He nodded to himself as he drew off his trousers and stood up, saying tritely:
— Redheaded women buck like goats.
He broke off in alarm, feeling his side under his flapping shirt.
— My twelfth rib is gone, he cried. I'm the Uebermensch. Toothless Kinch and I, the supermen.
He struggled out of his shirt and flung it behind him to where his clothes lay.
[...]
— Give us that key, Kinch, Buck Mulligan said, to keep my chemise flat.
Stephen handed him the key. Buck Mulligan laid it across his heaped clothes.
— And twopence, he said, for a pint. Throw it there.
Stephen threw two pennies on the soft heap. Dressing, undressing. Buck Mulligan erect, with joined hands before him, said solemnly:
— He who stealeth from the poor lendeth to the Lord.
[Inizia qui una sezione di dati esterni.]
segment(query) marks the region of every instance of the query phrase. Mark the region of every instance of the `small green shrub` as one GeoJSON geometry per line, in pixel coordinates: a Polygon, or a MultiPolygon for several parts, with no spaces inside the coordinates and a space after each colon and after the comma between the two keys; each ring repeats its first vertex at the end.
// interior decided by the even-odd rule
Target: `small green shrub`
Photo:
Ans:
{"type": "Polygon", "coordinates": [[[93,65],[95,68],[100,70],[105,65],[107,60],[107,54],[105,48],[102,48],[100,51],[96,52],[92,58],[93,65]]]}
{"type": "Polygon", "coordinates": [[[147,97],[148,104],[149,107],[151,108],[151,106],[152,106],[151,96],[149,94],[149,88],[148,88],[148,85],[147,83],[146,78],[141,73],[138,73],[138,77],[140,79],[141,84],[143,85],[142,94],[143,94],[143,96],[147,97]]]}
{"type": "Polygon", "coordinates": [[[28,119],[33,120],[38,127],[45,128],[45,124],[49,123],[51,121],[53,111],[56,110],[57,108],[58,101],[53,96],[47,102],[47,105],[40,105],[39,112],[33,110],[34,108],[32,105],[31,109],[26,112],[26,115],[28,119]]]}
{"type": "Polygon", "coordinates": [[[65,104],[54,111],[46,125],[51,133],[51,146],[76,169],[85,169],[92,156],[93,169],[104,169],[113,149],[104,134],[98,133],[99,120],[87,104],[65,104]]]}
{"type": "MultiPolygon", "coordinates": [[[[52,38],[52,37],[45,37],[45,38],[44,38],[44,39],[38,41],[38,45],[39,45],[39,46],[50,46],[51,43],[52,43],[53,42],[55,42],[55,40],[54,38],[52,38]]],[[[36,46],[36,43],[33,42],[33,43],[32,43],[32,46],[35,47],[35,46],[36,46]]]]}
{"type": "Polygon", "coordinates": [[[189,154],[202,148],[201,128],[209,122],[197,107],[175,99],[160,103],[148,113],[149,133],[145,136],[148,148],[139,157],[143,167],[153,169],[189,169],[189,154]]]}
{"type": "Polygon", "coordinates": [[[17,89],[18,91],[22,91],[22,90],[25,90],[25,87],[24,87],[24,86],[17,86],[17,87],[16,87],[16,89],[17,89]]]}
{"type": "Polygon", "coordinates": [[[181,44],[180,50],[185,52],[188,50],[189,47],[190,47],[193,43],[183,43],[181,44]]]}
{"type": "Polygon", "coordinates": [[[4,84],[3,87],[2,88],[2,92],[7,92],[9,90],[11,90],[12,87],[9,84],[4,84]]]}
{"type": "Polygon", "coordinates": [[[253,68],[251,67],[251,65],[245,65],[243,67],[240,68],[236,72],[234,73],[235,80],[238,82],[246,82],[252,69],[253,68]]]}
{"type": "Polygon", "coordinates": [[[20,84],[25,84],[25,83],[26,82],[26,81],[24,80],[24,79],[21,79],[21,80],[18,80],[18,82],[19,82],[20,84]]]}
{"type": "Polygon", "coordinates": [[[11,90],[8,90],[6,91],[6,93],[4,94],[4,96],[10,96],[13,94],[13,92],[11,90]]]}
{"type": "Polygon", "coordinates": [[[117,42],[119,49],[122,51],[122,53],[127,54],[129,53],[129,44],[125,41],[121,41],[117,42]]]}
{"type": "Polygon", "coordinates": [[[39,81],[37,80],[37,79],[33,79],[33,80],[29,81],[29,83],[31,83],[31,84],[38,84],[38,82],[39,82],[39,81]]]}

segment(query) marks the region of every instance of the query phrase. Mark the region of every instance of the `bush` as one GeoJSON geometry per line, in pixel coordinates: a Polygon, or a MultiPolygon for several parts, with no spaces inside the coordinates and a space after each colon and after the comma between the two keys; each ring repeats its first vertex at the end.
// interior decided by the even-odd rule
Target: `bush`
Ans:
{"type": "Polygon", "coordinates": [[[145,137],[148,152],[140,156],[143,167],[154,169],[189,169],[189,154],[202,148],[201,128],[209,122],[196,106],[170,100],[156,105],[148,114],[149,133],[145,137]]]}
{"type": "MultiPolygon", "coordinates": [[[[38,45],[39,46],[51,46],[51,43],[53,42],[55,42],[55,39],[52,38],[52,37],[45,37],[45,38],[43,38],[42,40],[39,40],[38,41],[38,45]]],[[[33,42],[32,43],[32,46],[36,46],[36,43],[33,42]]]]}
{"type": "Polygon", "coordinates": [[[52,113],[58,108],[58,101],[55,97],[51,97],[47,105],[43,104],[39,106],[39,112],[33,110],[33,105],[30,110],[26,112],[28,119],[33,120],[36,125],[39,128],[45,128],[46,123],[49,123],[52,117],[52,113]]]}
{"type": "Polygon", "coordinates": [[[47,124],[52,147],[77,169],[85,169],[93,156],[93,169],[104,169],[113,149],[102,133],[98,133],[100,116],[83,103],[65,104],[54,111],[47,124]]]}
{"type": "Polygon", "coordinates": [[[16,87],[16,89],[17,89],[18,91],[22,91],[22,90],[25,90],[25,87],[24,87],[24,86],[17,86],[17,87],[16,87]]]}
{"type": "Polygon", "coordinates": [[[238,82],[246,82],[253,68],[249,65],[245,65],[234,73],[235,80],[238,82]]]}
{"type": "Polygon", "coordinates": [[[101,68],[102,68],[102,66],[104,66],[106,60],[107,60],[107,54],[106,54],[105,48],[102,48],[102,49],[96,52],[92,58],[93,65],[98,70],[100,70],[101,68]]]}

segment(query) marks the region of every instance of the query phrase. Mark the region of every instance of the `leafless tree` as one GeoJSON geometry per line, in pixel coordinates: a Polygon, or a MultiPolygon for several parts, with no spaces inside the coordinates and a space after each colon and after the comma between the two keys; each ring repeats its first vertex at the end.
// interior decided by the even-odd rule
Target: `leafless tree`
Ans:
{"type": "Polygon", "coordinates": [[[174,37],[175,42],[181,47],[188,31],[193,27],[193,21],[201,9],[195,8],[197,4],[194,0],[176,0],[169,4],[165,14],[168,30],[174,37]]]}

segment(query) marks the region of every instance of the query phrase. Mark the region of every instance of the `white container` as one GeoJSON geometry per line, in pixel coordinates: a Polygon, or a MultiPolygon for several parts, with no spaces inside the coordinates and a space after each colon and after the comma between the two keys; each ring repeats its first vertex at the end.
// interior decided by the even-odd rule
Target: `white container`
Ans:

Thus spake Zarathustra.
His plump body plunged.
— We'll see you again, Haines said, turning as Stephen walked up the path and smiling at wild Irish.
Horn of a bull, hoof of a horse, smile of a Saxon.
[...]
A voice, sweettoned and sustained, called to him from the sea. Turning the curve he waved his hand. It called again. A sleek brown head, a seal's, far out on the water, round.
Usurper.
(James Joyce 1922)
La lettura del brano originale è ad opera di Frank Delaney e tratta dal podcast ReJoyce:
https://blog.frankdelaney.com/re-joyce/

Ecco i testi delle traduzioni in italiano dall'Ulisse lette e citate in questo video:
Due uomini ritti sull’orlo della scogliera, guardavano intenti: uomo d’affari, barcaiolo.
– È diretta verso Bullock harbour.
Il barcaiolo accennò verso il nord della baia con una certa degnazione.
– Son cinque tese laggiù, disse. Sarà trascinato da quella parte quando salirà la marea verso l’una. Sono nove giorni oggi.
L’uomo che era annegato. Una vela virava nella baia vuota in attesa che un gonfio fagotto venisse a galla, rivoltolasse al sole un volto tumefatto, biancosalino. Eccomi.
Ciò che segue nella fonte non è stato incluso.